The disjunction of (3) and (4) requires that there be at least 2 colons (the most compressed addresses having a sequence of 6, 7, or 8 zero-valued groups).
(3) and (4) also require that there be at most 7 colons, plus a possible extra leading or trailing colon for the degenerate compression of 0 into :. (Having both is prohibited by (1).)
(5) otherwise matches any sequence of empty or valid groups separated by one or two colons, with all the malformed variants having been rejected earlier.

I've done extensive testing against some lists of edge-case valid addresses and invalid-but-close strings, but it's possible there's a bug. If anyone finds a case for which this doesn't work, let me know. The one big downside of this PCRE is that it relies on the boundary conditions ^ and $ for correctness, so you can use it as-is only to validate complete addresses, not to search for addresses. To that end...

But I need to search for IPv6 addresses!

Below is a search-capable version of the above PCRE presented as a python string for readability:

ipv6_search_re = \
    r'(?<![:.\w])' + \
    r'(?![:0-9A-Fa-f]*?(::[:0-9A-Fa-f]*?::|:::))' + \
    r'(?!:[0-9A-Fa-f])' + \
    r'(?![:0-9A-Fa-f]*[0-9A-Fa-f]:(?![:.\w]))' + \
    r'(?=(:?[0-9A-Fa-f]*?(:[0-9A-Fa-f]*?){7}:?|' + \
    r'(?=[:0-9A-Fa-f]*?::)[0-9A-Fa-f]*?(:[0-9A-Fa-f]*?){2,6})(?![:.\w]))' + \
    r'([0-9A-Fa-f]{0,4}::?){0,7}([0-9A-Fa-f]{0,4})(?![:.\w])'

The main changes from the validation-only version are:

Use negative look-behinds and look-aheads instead of ^ and $ as boundary conditions, to prevent matching a substring of an otherwise-invalid address
- I chose the character class [:.\w] (where \w is all "word" characters) to represent characters that should be considered part of the address for purposes of a search
- Note that this class includes . to regard the v6-embedded v4 address as part of the search even though the result will not currently validate, to avoid the problem of incorrectly finding the v6 prefix of such an address.

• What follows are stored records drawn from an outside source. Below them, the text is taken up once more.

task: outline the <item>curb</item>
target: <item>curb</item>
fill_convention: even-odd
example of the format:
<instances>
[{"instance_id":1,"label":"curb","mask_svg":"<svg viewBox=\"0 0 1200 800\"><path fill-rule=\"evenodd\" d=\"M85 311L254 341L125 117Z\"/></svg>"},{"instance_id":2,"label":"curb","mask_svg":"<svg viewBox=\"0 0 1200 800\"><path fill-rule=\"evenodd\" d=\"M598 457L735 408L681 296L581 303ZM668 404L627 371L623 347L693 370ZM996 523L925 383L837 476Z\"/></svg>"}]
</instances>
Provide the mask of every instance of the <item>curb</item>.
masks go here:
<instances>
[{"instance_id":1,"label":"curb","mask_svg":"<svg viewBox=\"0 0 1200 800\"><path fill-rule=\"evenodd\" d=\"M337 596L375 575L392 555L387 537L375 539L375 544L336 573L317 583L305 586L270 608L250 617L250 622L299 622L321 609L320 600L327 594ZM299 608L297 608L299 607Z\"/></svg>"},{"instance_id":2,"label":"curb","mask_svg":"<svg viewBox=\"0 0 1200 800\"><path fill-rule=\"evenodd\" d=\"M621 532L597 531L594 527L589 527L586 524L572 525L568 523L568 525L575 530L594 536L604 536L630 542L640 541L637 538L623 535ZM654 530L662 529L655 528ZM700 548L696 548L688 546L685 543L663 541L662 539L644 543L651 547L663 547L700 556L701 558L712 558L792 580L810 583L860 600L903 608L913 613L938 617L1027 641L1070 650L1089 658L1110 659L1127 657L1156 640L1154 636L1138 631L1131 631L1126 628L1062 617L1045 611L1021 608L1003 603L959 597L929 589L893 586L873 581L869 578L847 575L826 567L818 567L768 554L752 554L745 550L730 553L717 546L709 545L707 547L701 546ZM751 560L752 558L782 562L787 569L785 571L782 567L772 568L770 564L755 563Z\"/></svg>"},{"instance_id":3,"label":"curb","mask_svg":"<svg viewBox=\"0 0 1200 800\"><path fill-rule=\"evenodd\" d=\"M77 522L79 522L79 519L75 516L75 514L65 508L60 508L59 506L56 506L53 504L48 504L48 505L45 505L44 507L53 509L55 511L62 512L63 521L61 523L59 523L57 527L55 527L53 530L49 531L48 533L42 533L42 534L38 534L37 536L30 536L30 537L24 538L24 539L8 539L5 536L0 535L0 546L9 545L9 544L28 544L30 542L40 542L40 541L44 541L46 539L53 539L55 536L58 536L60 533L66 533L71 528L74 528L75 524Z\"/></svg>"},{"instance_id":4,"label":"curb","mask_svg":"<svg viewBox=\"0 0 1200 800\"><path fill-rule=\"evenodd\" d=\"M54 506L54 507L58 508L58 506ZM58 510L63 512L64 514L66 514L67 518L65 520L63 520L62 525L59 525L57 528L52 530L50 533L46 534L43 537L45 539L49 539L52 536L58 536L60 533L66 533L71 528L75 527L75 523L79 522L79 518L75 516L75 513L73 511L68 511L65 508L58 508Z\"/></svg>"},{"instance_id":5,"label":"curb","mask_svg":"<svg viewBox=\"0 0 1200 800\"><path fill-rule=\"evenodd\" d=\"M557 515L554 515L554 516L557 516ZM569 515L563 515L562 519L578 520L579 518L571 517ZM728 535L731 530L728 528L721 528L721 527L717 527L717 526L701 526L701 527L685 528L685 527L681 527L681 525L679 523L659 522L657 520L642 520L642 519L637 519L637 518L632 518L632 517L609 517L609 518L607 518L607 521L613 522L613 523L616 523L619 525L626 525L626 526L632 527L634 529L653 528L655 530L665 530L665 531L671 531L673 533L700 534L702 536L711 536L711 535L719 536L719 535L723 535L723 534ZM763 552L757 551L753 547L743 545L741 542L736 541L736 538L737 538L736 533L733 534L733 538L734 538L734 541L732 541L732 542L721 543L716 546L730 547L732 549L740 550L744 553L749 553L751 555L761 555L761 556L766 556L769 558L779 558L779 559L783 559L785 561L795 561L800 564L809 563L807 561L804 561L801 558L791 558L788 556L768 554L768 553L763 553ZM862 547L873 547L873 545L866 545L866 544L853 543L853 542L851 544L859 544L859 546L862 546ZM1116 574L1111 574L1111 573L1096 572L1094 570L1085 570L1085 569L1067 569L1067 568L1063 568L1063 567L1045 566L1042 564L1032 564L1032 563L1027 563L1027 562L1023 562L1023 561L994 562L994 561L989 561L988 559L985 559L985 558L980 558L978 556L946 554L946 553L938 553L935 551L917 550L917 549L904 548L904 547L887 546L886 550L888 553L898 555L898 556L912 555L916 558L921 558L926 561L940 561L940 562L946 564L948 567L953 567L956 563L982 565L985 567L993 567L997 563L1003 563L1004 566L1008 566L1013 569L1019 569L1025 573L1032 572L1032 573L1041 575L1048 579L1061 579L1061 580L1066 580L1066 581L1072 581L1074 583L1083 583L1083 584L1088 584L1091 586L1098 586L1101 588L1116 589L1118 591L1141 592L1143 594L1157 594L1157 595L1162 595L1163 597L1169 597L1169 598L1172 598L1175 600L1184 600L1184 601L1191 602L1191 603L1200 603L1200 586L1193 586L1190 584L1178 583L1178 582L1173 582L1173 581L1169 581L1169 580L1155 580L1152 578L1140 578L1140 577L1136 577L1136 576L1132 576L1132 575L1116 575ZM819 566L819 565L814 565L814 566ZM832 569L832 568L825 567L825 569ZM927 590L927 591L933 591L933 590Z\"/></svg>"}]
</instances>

I did not do the same with % because ISTM that an IPv6 address is 128 bits, period, and so cannot encode the zone.
When bypassing content irrelevant to a particular test, match only characters valid in IPv6 addresses ([:0-9A-Fa-f]*) rather than any character (.*).
When bypassing the contents of a group or requiring a non-empty group, match on valid hex characters rather than on [^:].

In my very limited testing, this PCRE is more than 4x as efficient as the top answer on Stack Overflow: searching for matches in a 170MB syslogemu.log on my 9950X3D required 26.32 seconds for the Stack Overflow answer's regex, while this PCRE was able to perform the same task in only 6.01 seconds. That answer's regex also missed some addresses, and "found" some MAC address pair substrings (8 groups of the 12 hex pairs in a pair of MAC addresses) and partial addresses ending in a double colon that do not actually exist as a complete address anywhere in that file.